Then render with dot -Tpng ns-deps.dot -o ns-deps.png.

Here is clj-xref's own namespace dependency graph, generated by running the tool on itself:

Namespace dependencies

And the internal call graph (project-internal edges only):

Internal call graph

How it works

clj-xref uses clj-kondo as its analysis engine. clj-kondo statically parses your Clojure source (without evaluating it) and produces detailed analysis data: every var definition, every var usage, every protocol implementation.

clj-xref transforms this raw analysis into a normalized data model and writes it as EDN. At query time, it reads the EDN and builds in-memory indexes (group-by :to, group-by :from, group-by :file) for O(1) lookups.

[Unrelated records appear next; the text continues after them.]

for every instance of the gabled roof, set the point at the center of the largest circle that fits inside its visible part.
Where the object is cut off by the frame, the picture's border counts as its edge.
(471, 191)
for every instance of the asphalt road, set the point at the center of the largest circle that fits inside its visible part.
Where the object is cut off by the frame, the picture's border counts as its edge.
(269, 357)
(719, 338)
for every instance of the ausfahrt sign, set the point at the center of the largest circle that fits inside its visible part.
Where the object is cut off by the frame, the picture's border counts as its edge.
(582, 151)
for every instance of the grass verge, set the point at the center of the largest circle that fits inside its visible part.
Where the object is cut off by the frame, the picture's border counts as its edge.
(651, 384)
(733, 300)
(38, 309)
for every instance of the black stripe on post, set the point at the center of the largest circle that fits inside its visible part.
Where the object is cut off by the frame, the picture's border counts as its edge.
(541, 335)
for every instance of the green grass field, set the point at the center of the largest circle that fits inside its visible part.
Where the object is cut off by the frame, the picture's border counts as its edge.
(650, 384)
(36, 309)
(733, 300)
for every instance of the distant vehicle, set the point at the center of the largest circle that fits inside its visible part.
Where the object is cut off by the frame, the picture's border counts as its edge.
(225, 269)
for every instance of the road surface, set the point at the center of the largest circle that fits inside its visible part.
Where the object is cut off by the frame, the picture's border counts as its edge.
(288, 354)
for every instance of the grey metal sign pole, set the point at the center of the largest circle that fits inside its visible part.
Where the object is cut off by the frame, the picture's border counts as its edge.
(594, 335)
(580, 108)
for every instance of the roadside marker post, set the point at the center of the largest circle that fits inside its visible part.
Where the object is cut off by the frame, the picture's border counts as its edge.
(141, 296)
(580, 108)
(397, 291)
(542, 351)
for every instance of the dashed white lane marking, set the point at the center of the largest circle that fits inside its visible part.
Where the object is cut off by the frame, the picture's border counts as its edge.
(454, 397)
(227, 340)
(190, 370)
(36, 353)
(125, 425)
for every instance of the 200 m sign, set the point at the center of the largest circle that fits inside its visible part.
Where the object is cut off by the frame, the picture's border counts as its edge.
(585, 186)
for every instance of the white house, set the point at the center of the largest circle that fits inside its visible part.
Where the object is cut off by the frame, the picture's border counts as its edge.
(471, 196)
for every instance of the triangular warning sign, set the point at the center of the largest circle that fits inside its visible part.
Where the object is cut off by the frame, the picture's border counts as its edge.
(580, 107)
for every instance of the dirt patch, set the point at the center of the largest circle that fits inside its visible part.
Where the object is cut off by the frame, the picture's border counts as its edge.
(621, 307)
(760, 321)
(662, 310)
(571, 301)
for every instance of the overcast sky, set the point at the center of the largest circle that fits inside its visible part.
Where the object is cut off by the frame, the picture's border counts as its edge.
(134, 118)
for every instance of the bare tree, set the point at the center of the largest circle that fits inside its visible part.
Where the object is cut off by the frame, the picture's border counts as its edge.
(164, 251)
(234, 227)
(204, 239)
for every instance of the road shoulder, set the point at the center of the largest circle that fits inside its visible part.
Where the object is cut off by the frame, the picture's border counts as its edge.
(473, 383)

Source files  -->  clj-kondo  -->  clj-xref.analyze  -->  .clj-xref/xref.edn
                                                                |
                                                          clj-xref.core
                                                                |
                                                     who-calls, ns-deps, ...

Limitations

  • Macros. clj-xref sees macro call sites (as :macroexpand entries), but cannot see what the macro expands into. If a macro generates calls to other functions, those calls are invisible unless clj-kondo has a hook for that macro.
  • Dynamic dispatch. (map f coll) — clj-xref knows that map is called, but cannot resolve what f is. Higher-order function patterns create edges that no static analysis can fully capture.
  • No runtime data. clj-xref works purely from source. It does not evaluate your code or require a running REPL. This is a deliberate tradeoff: no side effects, no startup penalty, but no access to runtime-only information.

EDN Database Format

The generated file is plain, human-readable EDN:

{
 :version 1
 :generated "2026-04-13T20:23:57Z"
 :project "my-app"
 :paths ["src" "test"]
 :namespaces [
  {:name my.app.core, :file "src/my/app/core.clj", :line 1, :col 1}
 ]
 :vars [
  {:name my.app.core/main, :ns my.app.core, :local-name main, ...}
 ]
 :refs [
  {:kind :call, :from my.app.core/main, :to my.app.db/connect, :file "src/my/app/core.clj", :line 12, :col 5}
 ]
}

One entry per line within vectors, so the file is greppable and diffable.

Measuring token savings

clj-xref includes a benchmark that measures the token reduction from xref-guided context selection. It asks Claude the same questions about the codebase under two strategies — whole source tree vs xref-guided neighborhood — and compares input token counts and answer quality.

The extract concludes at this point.